Responding to paediatric HIV has been high on every national political agenda for the last decade, with encouraging results in terms of declining new infections among children by 70% between 2000 and 2015. Yet, adolescents aged 10 to 19 years old continue to pay a high toll to HIV in terms of new infections, AIDS-related deaths and lack of access to antiretroviral therapy (ART) and other relevant services. This age group represented 260,000 [81,000 to 450,000] of the total 1,800,000 [1,600,000 to 210,000] new infections (all ages) in 2016, with new infections and AIDS-related deaths expected to continue to increase. Among adolescents and young people, subgroups most at risk of acquiring HIV such as those who use drugs have not been adequately addressed yet, prompting an increase in HIV infections through injecting and non-injecting drug use.

However, new HIV infections among adolescents are not all related to drug use, as illustrated in sub-Saharan Africa, where new HIV infections are high among young women and adolescent girls.
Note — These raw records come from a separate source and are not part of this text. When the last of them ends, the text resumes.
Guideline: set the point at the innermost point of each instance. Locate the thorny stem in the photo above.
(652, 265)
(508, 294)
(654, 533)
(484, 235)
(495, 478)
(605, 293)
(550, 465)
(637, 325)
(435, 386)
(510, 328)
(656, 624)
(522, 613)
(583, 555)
In South Africa alone, adolescent girls represented 24% of all new infections in 2012. International organizations, funders, civil society and national authorities are teaming to address the stigma, the policy barriers and the lack of gender- and age-tailored interventions for this subgroup, while their investments in other subgroups, such as those who use drugs, remain marginal.

It is accurate, nevertheless, that the policy response to HIV among adolescents who use drugs (AWUD), at the international level, is extremely complex. The complexity of the response is based on multilayered interactions between a large set of conventions, political declarations and resolutions from the HIV and AIDS, drug control, and children’s and human rights sectors. However, this complex response needs to be efficient, as it is necessary to address an alarming situation. While there is no disaggregated data on the prevalence of drug use or injection among adolescents, or on the prevalence of HIV among adolescents who use or inject drugs, people who inject drugs (PWID) of all age groups are the key population with new infections increasing by 30% between 2011 and 2015, while the 2011 political declaration on HIV and AIDS committed its signatory countries to halve the transmission among this population. Moreover, 86% of PWID who know their status did not have access to ART in 2013.

To achieve the All In 2020 targets and end AIDS among AWUD by 2030, this commentary will focus exclusively on policy development by reviewing countries’ obligations through legally binding conventions (Convention on the Rights of the Child (CRC), 1989; drug control conventions, 1961, 1971, 1988) as well as non-binding commitments countries took through designated political declarations (on the world drug problem, 2009 as complemented by the UNGASS 2016 outcome document; on ending AIDS by 2030, 2016; and on the public health dimension of drugs at the WHA, 2017). It will then lay down the role of the Sustainable Development Goals (SDGs) as a general policy framework allowing a multisectoral response to HIV among AWUD, before framing HIV and drug use within the SDGs agenda to illustrate the needed policy interventions to end AIDS among adolescents by 2030.